Downloads a local dataset export from S3.

This performs the inverse operation of UploadExportToS3

Example invocation:

luigi --local-scheduler --module swh.dataset.luigi DownloadExportFromS3                 --local-export-path=export/                 --formats=edges                 --s3-export-path=s3://softwareheritage/graph/swh_2022-11-08
local_export_path = <swh.dataset.luigi.PathParameter object>#
formats = <luigi.parameter.EnumListParameter object>#
object_types = <luigi.parameter.EnumListParameter object>#
s3_export_path = <swh.dataset.luigi.S3PathParameter object>#
parallelism = <luigi.parameter.IntParameter object>#
requires() List[Task][source]#

Returns a ExportGraph task that writes local files at the expected location.

output() List[Target][source]#

Returns stamp and meta paths on the local filesystem.

complete() bool[source]#

If the task has any outputs, return True if all outputs exist. Otherwise, return False.

However, you may freely override this method with custom logic.

run() None[source]#

Copies all files: first the export itself, then meta.json.

class swh.dataset.luigi.LocalExport(*args, **kwargs)[source]#

Bases: Task

Task that depends on a local dataset being present – either directly from ExportGraph or via DownloadExportFromS3.

local_export_path = <swh.dataset.luigi.PathParameter object>#
formats = <luigi.parameter.EnumListParameter object>#
object_types = <luigi.parameter.EnumListParameter object>#
export_task_type = <luigi.parameter.TaskParameter object>#
requires() List[Task][source]#

Returns an instance of either ExportGraph or DownloadExportFromS3 depending on the value of export_task_type.

output() List[Target][source]#

Returns stamp and meta paths on the local filesystem.

complete() bool[source]#

If the task has any outputs, return True if all outputs exist. Otherwise, return False.

However, you may freely override this method with custom logic.

class swh.dataset.luigi.AthenaDatabaseTarget(name: str, table_names: Set[str])[source]#

Bases: Target

Target for the existence of a database on Athena.

exists() bool[source]#

Returns True if the Target exists and False otherwise.

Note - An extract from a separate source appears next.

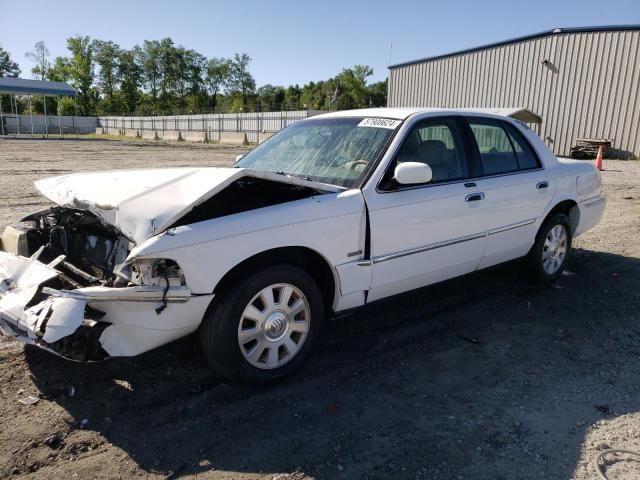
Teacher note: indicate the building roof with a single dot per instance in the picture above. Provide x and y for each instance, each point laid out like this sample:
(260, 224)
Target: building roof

class swh.dataset.luigi.CreateAthena(*args, **kwargs)[source]#

Bases: Task

Creates tables on AWS Athena pointing to a given graph dataset on S3.

Example invocation:

luigi --local-scheduler --module swh.dataset.luigi CreateAthena                 --ExportGraph-config=graph.staging.yml                 --athena-db-name=swh_20221108                 --object-types=origin,origin_visit                 --s3-export-path=s3://softwareheritage/graph/swh_2022-11-08                 --s3-athena-output-location=s3://softwareheritage/graph/tmp/athena

which is equivalent to this CLI call:

swh dataset athena create –database-name swh_20221108 –location-prefix s3://softwareheritage/graph/swh_2022-11-08 –output-location s3://softwareheritage/graph/tmp/athena –replace-tables

object_types = <luigi.parameter.EnumListParameter object>#
s3_export_path = <swh.dataset.luigi.S3PathParameter object>#
s3_athena_output_location = <swh.dataset.luigi.S3PathParameter object>#
athena_db_name = <luigi.parameter.Parameter object>#
requires() List[Task][source]#

Returns the corresponding UploadExportToS3 instance, with ORC as only format.

output() List[Target][source]#

Returns an instance of AthenaDatabaseTarget.

run() None[source]#

Creates tables from the ORC dataset.

class swh.dataset.luigi.RunExportAll(*args, **kwargs)[source]#

Bases: WrapperTask

Runs both the S3 and Athena export.

Example invocation:

luigi --local-scheduler --module swh.dataset.luigi RunExportAll                 --ExportGraph-config=graph.staging.yml                 --ExportGraph-processes=12                 --UploadExportToS3-local-export-path=/tmp/export_2022-11-08_staging/                 --formats=edges                 --s3-export-path=s3://softwareheritage/graph/swh_2022-11-08                 --athena-db-name=swh_20221108                 --object-types=origin,origin_visit                 --s3-athena-output-location=s3://softwareheritage/graph/tmp/athena
formats = <luigi.parameter.EnumListParameter object>#
object_types = <luigi.parameter.EnumListParameter object>#
s3_export_path = <swh.dataset.luigi.S3PathParameter object>#
s3_athena_output_location = <swh.dataset.luigi.S3PathParameter object>#
athena_db_name = <luigi.parameter.Parameter object>#
requires() List[Task][source]#

Returns instances of CreateAthena and UploadExportToS3.